In October 2006, during his first week in Iraq, Private Needham, a California surfer, watched a good friend die from a sniper bullet. Months later, he was blasted in the back by shrapnel from a grenade. To cope with his growing anxiety, he stole Valium and drank liquor. Caught twice, he was punished with a reduction in rank, a fine and extra work, a confidential Army document shows. Eventually, he was prescribed medication, but he wrote to his father, Mike Needham, that it did not help.
Private Needham became angry at the way other soldiers reacted to the fighting, and he did not hide it. “They seemed to revel in how many people they had killed,” said a friend in his unit who spoke on condition of anonymity.
In September 2007, Private Needham tried to kill himself with a gun, the Army document states, but another soldier intervened. Mike Needham, a veteran, said that rather than treating his son, the Army disciplined him for discharging a weapon and confined him to barracks. The Army declined to comment.
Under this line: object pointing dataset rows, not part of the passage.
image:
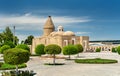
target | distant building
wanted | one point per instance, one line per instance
(104, 45)
(59, 37)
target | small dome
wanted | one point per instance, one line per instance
(49, 23)
(69, 33)
(57, 33)
(60, 28)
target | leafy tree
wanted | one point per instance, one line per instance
(9, 43)
(118, 49)
(7, 36)
(98, 50)
(23, 46)
(28, 41)
(70, 50)
(16, 56)
(40, 49)
(79, 48)
(114, 50)
(53, 49)
(4, 48)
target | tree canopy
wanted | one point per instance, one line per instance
(7, 36)
(28, 41)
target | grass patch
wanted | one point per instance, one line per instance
(96, 61)
(5, 66)
(54, 64)
(34, 55)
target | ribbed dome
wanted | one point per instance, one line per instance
(49, 23)
(69, 33)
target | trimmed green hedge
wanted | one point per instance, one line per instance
(5, 66)
(54, 64)
(96, 61)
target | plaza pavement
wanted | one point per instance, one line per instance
(73, 69)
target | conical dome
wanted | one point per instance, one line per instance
(49, 24)
(48, 27)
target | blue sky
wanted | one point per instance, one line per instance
(98, 19)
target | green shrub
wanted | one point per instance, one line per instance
(98, 50)
(16, 56)
(4, 48)
(96, 61)
(70, 50)
(39, 50)
(114, 50)
(20, 73)
(118, 50)
(9, 43)
(23, 46)
(1, 63)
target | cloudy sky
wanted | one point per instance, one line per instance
(98, 19)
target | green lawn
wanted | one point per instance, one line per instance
(5, 66)
(96, 61)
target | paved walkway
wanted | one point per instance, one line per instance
(73, 69)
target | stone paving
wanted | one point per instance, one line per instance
(73, 69)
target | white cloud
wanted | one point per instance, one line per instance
(28, 20)
(31, 22)
(77, 33)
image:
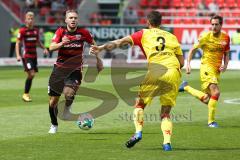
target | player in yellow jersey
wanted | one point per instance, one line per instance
(215, 45)
(165, 60)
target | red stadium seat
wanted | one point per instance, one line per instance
(225, 12)
(189, 21)
(235, 13)
(231, 21)
(200, 21)
(221, 3)
(188, 4)
(208, 1)
(154, 4)
(177, 21)
(165, 4)
(140, 13)
(231, 4)
(192, 12)
(44, 11)
(143, 3)
(142, 21)
(50, 20)
(238, 21)
(181, 12)
(166, 21)
(177, 4)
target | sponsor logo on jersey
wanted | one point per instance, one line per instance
(73, 45)
(31, 39)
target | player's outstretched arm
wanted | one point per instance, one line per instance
(17, 50)
(45, 51)
(181, 60)
(190, 54)
(111, 45)
(55, 46)
(225, 62)
(99, 60)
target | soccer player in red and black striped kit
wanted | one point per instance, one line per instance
(67, 72)
(29, 35)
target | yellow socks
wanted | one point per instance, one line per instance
(138, 119)
(212, 108)
(194, 92)
(166, 127)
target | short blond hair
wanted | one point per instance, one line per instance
(71, 11)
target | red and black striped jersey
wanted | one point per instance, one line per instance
(30, 38)
(71, 55)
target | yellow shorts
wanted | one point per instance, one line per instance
(208, 75)
(166, 86)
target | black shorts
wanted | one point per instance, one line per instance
(61, 77)
(30, 64)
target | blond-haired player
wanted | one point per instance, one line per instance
(29, 35)
(215, 45)
(165, 59)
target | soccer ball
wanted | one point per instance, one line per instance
(85, 121)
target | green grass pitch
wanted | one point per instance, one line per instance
(24, 126)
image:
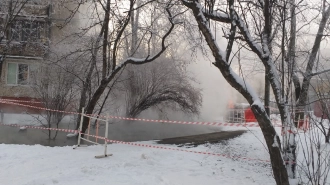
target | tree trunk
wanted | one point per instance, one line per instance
(271, 137)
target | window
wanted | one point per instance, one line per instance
(18, 74)
(27, 30)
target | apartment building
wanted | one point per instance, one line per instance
(27, 28)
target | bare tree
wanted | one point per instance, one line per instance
(55, 88)
(107, 59)
(161, 85)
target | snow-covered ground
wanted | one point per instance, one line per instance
(36, 165)
(40, 165)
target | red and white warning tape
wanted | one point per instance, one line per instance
(41, 128)
(20, 101)
(175, 149)
(150, 120)
(141, 144)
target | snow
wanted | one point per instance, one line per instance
(72, 135)
(36, 165)
(243, 160)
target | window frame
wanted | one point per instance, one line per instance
(17, 74)
(19, 30)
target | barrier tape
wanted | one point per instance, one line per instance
(40, 128)
(174, 149)
(140, 144)
(20, 101)
(149, 120)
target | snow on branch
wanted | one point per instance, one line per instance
(236, 81)
(319, 72)
(132, 60)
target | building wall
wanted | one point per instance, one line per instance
(16, 90)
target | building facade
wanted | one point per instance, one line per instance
(27, 29)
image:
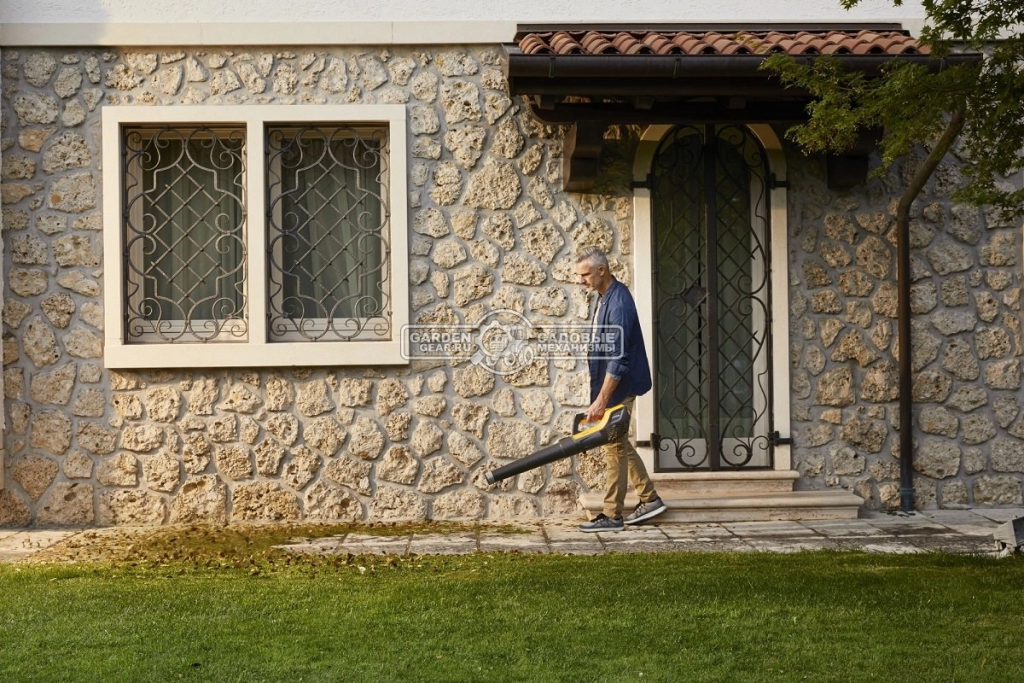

“I’m stressed to the point of completely losing it,” Private Needham wrote to his father in October 2007. “The squad leader brushed me off and said suck it up.”
He added, “They keep me locked up in this room and if I need food or water I have to have 2 guards with me.”
The Army evacuated Private Needham to Walter Reed Army Medical Center to treat his back and his post-traumatic stress disorder. But a month later, he was back at Fort Carson.
“The first words out of the Mental Health Authority was, ‘we are severely understaffed,’ ” Mr. Needham said in an e-mail message to an officer at Walter Reed. “If you’re suicidal we can see you twice a week, otherwise once a week.”
Fort Carson assured Mike Needham that his son was receiving proper care. But during his son’s visit home during the Thanksgiving break, Mr. Needham found him smearing camouflage-colored makeup on his face and frantically sharpening a stick with a kitchen knife.
“He was a total mess,” Mr. Needham said.
He was treated at a California naval hospital until last July when he received a medical discharge from the Army. While Private Needham was in the early stages of getting help from a Veterans Administration clinic, he spent his days depressed and often drinking at his father’s condominium.
Then last summer, Private Needham met Jacqwelyn Villagomez, a bubbly 19-year-old aspiring model who saw him as a kindred spirit, said Jennifer Johnson, who had helped raise her. Her mother had died of AIDS when she was 6 and her father had left the family. Ms. Villagomez, “who saw the good in everyone,” had recently kicked a heroin habit, Ms. Johnson said.
“She thought she could save him,” Ms. Johnson said. But a month later, the police say, Private Needham beat Ms. Villagomez to death in his father’s condominium.
Mr. Needham said the Army handled his son’s case poorly, but Ms. Johnson finds it hard to muster sympathy for him.
“I’m sure what happened to him was awful,” she said. “I’m sure he saw some horrible things that altered him. But this is a 200-pound guy who beat up this 95-pound little girl. It’s disgusting.”